Alle Kinder sollten zudem eine altersangemessene Aufklärung über Missbrauch erhalten, erklärte Rörig. „Wir müssen uns immer vor Augen halten, dass die perfiden Strategien der Täter umso besser greifen, je ahnungsloser Kinder, Eltern und Fachkräfte sind“, sagte Rörig. Hier sei eine enge Zusammenarbeit mit der Kultusministerkonferenz und den jeweiligen Landesbehörden angestrebt.

Verträge mit Verbänden der Zivilgesellschaft

Noch in 2014 will Rörig neue Vereinbarungen mit Verbänden der Zivilgesellschaft zu einem verbesserten Schutz der Kinder und Jugendlichen vor sexuellem Missbrauch schließen. Er strebe hierbei einen noch höheren Grad der Verbindlichkeit an und werde u.a. auch auf weitere Religionsgemeinschaften und den privaten Sektor zugehen. Ein Vertrag mit Juden und Muslimen werde angestrebt. Wer auf muslimischer Seite als Ansprechpartner in Frage kommen könnte, wurde nicht mitgeteilt. Es bestehen bereits geschlossene Verträge mit den Kirchen.

Das Monitoring, die bundesweiten Befragungen in Einrichtungen zu Schutzkonzepten gegen sexuelle Gewalt, werden fortgeführt und um qualitative Erhebungen vor Ort ergänzt werden. Erste Ergebnisse sollen 2016 vorliegen. Auch die Kampagne „Kein Raum für Missbrauch“ wird laut Rörig fortgesetzt und weiterentwickelt werden.

Rörig drängt zudem darauf, das Beratungsnetz dichter zu knüpfen.
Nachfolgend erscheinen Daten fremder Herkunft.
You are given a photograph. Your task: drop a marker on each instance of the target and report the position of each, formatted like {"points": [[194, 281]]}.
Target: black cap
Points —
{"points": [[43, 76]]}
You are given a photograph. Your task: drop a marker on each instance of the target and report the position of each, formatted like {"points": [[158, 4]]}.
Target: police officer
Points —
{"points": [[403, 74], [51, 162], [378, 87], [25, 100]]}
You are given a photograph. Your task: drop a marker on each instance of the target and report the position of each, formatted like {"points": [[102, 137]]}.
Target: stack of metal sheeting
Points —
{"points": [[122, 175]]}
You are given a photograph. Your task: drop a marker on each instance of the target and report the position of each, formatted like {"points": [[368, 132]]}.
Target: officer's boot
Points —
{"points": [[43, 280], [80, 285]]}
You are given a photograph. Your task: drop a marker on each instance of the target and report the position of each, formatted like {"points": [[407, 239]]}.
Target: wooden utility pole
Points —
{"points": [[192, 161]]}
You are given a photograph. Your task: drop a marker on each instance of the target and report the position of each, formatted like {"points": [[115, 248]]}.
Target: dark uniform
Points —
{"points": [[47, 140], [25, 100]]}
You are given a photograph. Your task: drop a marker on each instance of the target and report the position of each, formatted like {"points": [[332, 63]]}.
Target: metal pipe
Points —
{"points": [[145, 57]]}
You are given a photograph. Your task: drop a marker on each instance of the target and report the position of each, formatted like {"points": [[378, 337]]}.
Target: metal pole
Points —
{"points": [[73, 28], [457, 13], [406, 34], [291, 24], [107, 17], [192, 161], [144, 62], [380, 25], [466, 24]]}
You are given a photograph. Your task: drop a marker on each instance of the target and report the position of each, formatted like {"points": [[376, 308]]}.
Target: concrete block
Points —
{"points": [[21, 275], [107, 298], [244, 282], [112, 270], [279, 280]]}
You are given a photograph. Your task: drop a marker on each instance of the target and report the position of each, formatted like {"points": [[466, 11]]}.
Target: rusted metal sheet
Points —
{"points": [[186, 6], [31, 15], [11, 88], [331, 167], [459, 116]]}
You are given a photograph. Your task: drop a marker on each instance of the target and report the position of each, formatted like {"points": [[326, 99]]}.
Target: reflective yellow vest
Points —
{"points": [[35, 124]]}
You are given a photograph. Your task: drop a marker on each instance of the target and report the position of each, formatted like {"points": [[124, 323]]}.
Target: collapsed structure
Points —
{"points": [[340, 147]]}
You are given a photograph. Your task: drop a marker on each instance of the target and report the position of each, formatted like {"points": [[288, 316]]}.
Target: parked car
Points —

Die besondere Kompetenz der spezialisierten Beratungsstellen müsste künftig umfassender in bestehende Beratungsstrukturen einfließen. „Wir brauchen ein unterstützendes Netzwerk, insbesondere dort, wo die Versorgungdefizite bei der spezialisierten Beratung bestehen“, so Rörig. Um die Verbesserung des Beratungsangebots mit jedem Land erörtern zu können, soll noch 2014 eine Studie zur spezifischen Ländersituation in Auftrag gegeben werden.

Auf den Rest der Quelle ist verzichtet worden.